Number 657 #2, October 14, 2003 by Phil Schewe, James Riordon, and Ben Stein
Why Don't Alcohol and Water Mix Very Well?
Bartenders who make cocktails shouldn't worry about trying to get
alcohol and water to mix completely. Nature prevents even the most patient
drink-makers from fully blending the two. Studying methanol, a simple
non-drinkable alcohol that nonetheless can provide insights into ethanol,
or drinking alcohol, a US-Swedish collaboration (Jinghua
Guo, LBL, 510-495-2230) has obtained new molecular-level details
of why water and alcohol don't mix very well. Using LBL's Advanced Light
Source, the researchers performed x-ray emission (XE) and x-ray absorption
(XA) spectroscopy, which allowed them to study such things as the chemical
bonds that form between molecules in the liquid over timescales of picoseconds
to femtoseconds. Looking first at a liquid of pure methanol, the researchers
observed the presence of rings and chains made of 6-8 methanol molecules.
When they mixed methanol and water, they found that the 6-8 molecule
chains connected with water molecules to form larger water/methanol
clusters (see image).
These clusters are very stable, because of the (hydrogen) chemical bonds
that hold them together. But the water/methanol clusters also have a
high amount of order, thereby reducing the liquid's overall disorder
(entropy). Yet entropy must stay the same or increase in the liquid.
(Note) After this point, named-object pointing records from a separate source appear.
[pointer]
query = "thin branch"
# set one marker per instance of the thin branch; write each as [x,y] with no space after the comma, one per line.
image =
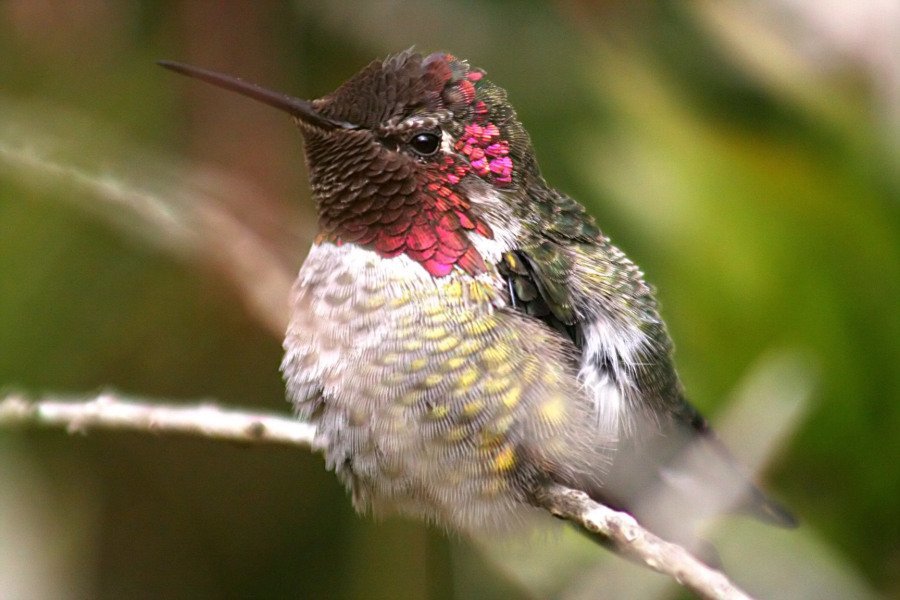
[632,541]
[108,411]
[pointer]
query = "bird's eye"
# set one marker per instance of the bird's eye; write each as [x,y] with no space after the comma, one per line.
[425,143]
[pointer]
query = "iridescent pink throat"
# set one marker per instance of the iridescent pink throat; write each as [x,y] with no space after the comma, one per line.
[434,228]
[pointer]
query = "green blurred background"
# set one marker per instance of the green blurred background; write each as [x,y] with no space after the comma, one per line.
[745,154]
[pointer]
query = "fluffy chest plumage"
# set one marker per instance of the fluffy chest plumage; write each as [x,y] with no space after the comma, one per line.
[429,395]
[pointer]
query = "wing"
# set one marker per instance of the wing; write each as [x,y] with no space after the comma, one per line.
[576,282]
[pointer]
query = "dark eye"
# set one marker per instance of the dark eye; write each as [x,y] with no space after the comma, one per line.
[425,143]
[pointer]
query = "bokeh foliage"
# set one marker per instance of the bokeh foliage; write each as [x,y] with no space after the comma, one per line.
[750,170]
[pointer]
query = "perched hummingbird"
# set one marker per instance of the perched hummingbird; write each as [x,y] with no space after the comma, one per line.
[462,334]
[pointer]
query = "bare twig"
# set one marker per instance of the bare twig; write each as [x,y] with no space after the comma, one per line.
[108,411]
[633,541]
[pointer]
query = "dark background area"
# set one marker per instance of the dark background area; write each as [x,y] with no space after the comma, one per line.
[743,153]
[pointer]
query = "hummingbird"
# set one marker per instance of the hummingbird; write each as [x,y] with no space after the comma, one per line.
[462,334]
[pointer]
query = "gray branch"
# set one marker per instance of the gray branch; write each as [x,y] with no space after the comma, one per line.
[112,412]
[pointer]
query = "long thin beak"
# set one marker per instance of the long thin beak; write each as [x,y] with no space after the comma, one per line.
[301,109]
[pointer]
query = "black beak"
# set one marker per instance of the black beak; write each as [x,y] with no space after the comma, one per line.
[300,109]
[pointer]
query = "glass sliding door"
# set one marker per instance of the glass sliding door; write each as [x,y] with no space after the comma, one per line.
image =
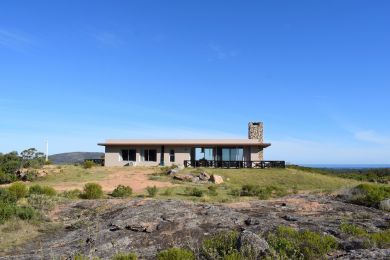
[232,154]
So nature discourages the formation of more clusters in the liquid,
and this can explain why alcohol and water don't like to mix completely.
In addition, the research sheds light on a 40-year controversy over
the molecular structure of pure methanol liquid, and the structures
that are formed when water and methanol combine. For example, other
researchers had suggested that water surrounded methanol in a static,
ice-like structure. (Guo
et al., Physical Review Letters, 10 October 2003).